Concernant cette vente, il y a eu des précédents. Au cours de l’été, l’ancienne direction de Nethys avait tenté un coup de poker en approchant l’homme d’affaires bruxellois Stéphan Jourdain pour lui vendre les Editions de l’Avenir. À cette époque, les dirigeants avaient tenté de faire le forcing pour réaliser l’opération avant le 15 août, en prétendant que les groupes de presse Rossel (Le Soir, Sudpresse, SoirMag) et IPM (La Libre, La DH) étaient également sur les rangs. Ce qui était factuellement faux. Les deux groupes de presse n’avaient pas été formellement approchés.

La nouvelle direction de Nethys souhaite que l’opération soit transparente et ne puisse souffrir d’aucun reproche.

L’été est passé sans que l’affaire ne se fasse avec Stéphan Jourdain et l’automne, amenant son lot de changements, était arrivé. À ce moment, IPM et un quatuor d’hommes d’affaires étaient sortis du bois pour faire part d’une marque d’intérêt. L’éditeur de presse, entouré de Laurent Levaux (président de la Sogepa), de Bernard Delvaux (patron de la Sonaca), Pierre Rion (business angel) et Juan de Hemptinne (actif dans le développement durable), était disposé à mettre 10 millions d’euros sur la table.

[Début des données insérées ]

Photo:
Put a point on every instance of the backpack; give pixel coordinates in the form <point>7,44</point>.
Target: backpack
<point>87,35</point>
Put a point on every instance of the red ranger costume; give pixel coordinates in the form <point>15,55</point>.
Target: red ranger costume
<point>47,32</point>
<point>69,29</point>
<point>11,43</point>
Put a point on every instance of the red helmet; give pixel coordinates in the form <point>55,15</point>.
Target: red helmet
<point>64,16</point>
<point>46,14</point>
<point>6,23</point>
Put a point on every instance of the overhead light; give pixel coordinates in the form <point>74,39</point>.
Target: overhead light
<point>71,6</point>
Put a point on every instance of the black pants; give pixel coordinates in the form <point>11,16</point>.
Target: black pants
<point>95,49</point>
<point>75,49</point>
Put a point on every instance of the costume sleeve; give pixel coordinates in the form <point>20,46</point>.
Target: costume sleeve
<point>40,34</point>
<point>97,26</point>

Nouvelle direction, nouvelle approche

Le licenciement de l’ancienne direction de Nethys a redistribué les cartes et c’est cette nouvelle partie qui va se jouer le mois prochain. Si la nouvelle direction de Nethys a mandaté EY et Degroof Petercam, c’est qu’elle souhaite que l’opération soit transparente et ne puisse souffrir d’aucun reproche. C’est sain. Il nous revient que toute la publicité nécessaire au bon déroulement de cette vente sera faite, urbi et orbi (lisez en Belgique et à l’étranger). D’après nos informations, les anciens candidats devraient être recontactés.

Lorsque EY et Degroof Petercam auront fini leur mission, les pistes envisagées devraient être présentées au conseil d’administration de Nethys, avant de remonter vers Enodia, maison mère de l’intercommunale. Reste à voir quels seront les critères retenus par les parties pour emporter le morceau et pouvoir poursuivre l’aventure des médias concernés par la vente.